[jsheard]

As usual it's not so much that the scams and attacks are unique to crypto, it's that crypto makes them much worse by willfully ignoring hard-earned lessons in traditional finance. Kidnapping for ransom isn't new, but what is new is that if you kidnap a known crypto whale you can instantly, untraceably and irreversibly extract most of their net worth with a bit of "convincing", without raising any alarms until it's too late.

[Animats]

> it's that crypto makes them much worse by ignoring hard-earned lessons in traditional finance.

Indeed. A friend of mine manages a retail bank branch for a major US bank. She gets a few cases a week where someone appears to be a scam victim or is being coerced in some way. They want to make an unusually big cash withdrawal for their account history, or do an unusual money transfer, or something involving gift cards. She's seen all the standard scams by now, and is experienced in explaining what's going on to the victims. Often she can talk them down, or help them. Sometimes even get previously scammed money back.

A surprisingly large part of retail finance work is dealing with fraud and fixing problems. The routine transactions have been automated for years, after all. Crypto land lacks this.

Here's a bank's guide to current scams.[1]

[1] https://www.firstcitizens.com/personal/insights/security/top...

[DennisP]

This is why some crypto people have most of their coin in multisig wallets. They can only transfer small amounts without getting m-of-n friends to sign their transaction. If your friends know not to do that without hearing a code word, then the alarm will be raised.

Another option is to keep your cold storage in a safe deposit box or private vault, so you have to physically go someplace where there are other people. An advantage of the multisig is that the criminals can verify the situation, possibly before they show up at your house.

[bernb]

People always say "with crypto, you are your own bank" like it's (only) a good thing and not realizing how hard it is to do right.

[mrguyorama]

If people thought being their own bank was a good thing, we wouldn't have fucking banks

[WalterBright]

Couldn't one's crypto pile be divided into multiple wallets, each with different passwords?

[AnimalMuppet]

Sure. But if I know about how much you've got, then if I've got you, I can beat all the passwords out of you.

Worse: Even if you give me all your passwords, I may want to keep beating until I'm really sure that you're not holding anything back.

[kev009]

If you have enough to worry about someone beating out of you, maybe putting some into professional multiparty custodial systems and/or one or more cold wallets with trustees is a good idea. This idea scales fine with geopolitical risk.

Your "hot wallet" should be like cash, no more than you are prepared to lose/surrender at once.

[PostOnce]

Or you could just have real money in an insured bank

And your cold wallet could be the stock market or real estate or private equity

Then you're much safer and just as wealthy

[kev009]

None of these things are mutually exclusive. Holding a large pile of any one country's fiat is probably the dumbest move. Ownership of physical assets that generate revenue is the smartest.

[1659447091]

And to add: Your "hot wallet" being bank issued credit cards for everyday purchases or emergencies that you are prepared to lose/surrender the moment someone tells you to hand over your wallet.

Later log into the accounts, flip the toggle to stolen/lost and mark unauthorized purchases if there are any. Then sleep peacefully knowing new credit cards are in the mail and you are only out the cost of the physical wallet holding the cards that were stolen.

[vkou]

> maybe putting some into professional multiparty custodial systems and/or one or more cold wallets with trustees is a good idea.

So, you want to delegate your ability to spend your money to other people.

Why not just go to a bank? It can do that for you, plus pay you interest.

[kev009]

Most people of any significant wealth would have made the delegation long ago to private client banking where a team of people overlook all aspects of the accounts. So yes, you are a fool not to if you have the level of wealth proportional to having it beaten out of you in your geopolitical region.
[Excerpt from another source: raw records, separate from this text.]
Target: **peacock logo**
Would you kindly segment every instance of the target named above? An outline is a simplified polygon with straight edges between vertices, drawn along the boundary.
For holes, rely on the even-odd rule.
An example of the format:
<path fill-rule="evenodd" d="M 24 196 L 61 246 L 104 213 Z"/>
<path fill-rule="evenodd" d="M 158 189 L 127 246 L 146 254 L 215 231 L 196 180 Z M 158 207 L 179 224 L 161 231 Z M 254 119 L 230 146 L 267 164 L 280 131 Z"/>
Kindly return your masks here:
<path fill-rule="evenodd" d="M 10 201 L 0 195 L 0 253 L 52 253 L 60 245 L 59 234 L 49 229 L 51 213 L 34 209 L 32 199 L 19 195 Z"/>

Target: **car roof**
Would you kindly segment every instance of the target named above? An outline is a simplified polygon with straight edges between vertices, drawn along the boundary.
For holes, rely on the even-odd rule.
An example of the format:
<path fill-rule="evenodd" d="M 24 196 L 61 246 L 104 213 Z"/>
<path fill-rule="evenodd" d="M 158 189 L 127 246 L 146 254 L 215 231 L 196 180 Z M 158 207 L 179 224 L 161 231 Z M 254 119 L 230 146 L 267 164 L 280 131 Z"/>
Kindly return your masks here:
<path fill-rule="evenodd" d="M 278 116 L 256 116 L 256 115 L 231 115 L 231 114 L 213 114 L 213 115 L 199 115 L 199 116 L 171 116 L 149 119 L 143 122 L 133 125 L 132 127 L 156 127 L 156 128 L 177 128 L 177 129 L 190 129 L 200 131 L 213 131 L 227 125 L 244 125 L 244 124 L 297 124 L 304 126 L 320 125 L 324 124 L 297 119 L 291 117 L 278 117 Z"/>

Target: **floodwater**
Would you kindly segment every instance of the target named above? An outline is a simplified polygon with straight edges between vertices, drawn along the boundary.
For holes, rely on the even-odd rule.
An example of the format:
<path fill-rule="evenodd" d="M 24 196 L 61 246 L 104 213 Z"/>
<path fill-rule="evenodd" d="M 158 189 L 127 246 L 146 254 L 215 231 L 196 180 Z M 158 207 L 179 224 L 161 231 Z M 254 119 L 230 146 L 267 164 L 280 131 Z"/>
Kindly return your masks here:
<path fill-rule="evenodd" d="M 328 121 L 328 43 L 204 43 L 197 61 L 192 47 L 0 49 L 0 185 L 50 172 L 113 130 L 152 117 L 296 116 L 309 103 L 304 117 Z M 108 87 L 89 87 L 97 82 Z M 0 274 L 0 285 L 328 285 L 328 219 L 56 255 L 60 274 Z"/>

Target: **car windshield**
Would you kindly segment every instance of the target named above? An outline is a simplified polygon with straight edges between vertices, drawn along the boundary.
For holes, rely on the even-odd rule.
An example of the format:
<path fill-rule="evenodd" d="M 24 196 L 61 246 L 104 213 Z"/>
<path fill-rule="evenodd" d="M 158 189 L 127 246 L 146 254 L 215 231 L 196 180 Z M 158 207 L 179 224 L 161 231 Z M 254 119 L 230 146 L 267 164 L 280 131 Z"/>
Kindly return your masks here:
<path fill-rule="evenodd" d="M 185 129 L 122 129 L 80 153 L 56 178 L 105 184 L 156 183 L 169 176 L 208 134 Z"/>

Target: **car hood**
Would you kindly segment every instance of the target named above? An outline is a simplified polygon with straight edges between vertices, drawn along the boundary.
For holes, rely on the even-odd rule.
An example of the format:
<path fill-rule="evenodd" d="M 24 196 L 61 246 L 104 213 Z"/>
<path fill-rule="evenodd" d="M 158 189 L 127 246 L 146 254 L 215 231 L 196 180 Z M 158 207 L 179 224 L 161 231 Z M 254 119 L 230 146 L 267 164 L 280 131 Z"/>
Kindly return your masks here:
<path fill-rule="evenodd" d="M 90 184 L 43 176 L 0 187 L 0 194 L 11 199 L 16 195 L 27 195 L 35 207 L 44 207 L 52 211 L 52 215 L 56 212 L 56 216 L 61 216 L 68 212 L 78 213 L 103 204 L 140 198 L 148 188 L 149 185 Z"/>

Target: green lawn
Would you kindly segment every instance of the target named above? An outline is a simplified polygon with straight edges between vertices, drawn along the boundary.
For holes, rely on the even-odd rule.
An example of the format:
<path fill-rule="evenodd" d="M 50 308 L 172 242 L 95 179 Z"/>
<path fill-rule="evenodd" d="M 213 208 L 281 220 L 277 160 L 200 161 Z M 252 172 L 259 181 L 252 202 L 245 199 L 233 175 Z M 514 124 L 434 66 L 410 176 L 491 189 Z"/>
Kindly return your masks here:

A custodial service is a bank that operates on a different network and is not FDIC insured (which only covers $250k). It could be insured privately. The interest on an FDIC deposit account is well below true inflation of fiat currencies.

[beAbU]

You are describing a bank!! Just put your goddamn money in a bank.

[WalterBright]

You could make passwords too long to remember. Write them down and put them in a safety deposit box.

[atmavatar]

That's when the bad guys grab one or more loved ones and threaten to do bad things to them until you retrieve the passwords.

[WalterBright]

True, but that makes for a much riskier proposition for the bad guys. The whole point of these bitcoin grabs is minimal risk.

The risk would be about the same as for any ransom scheme.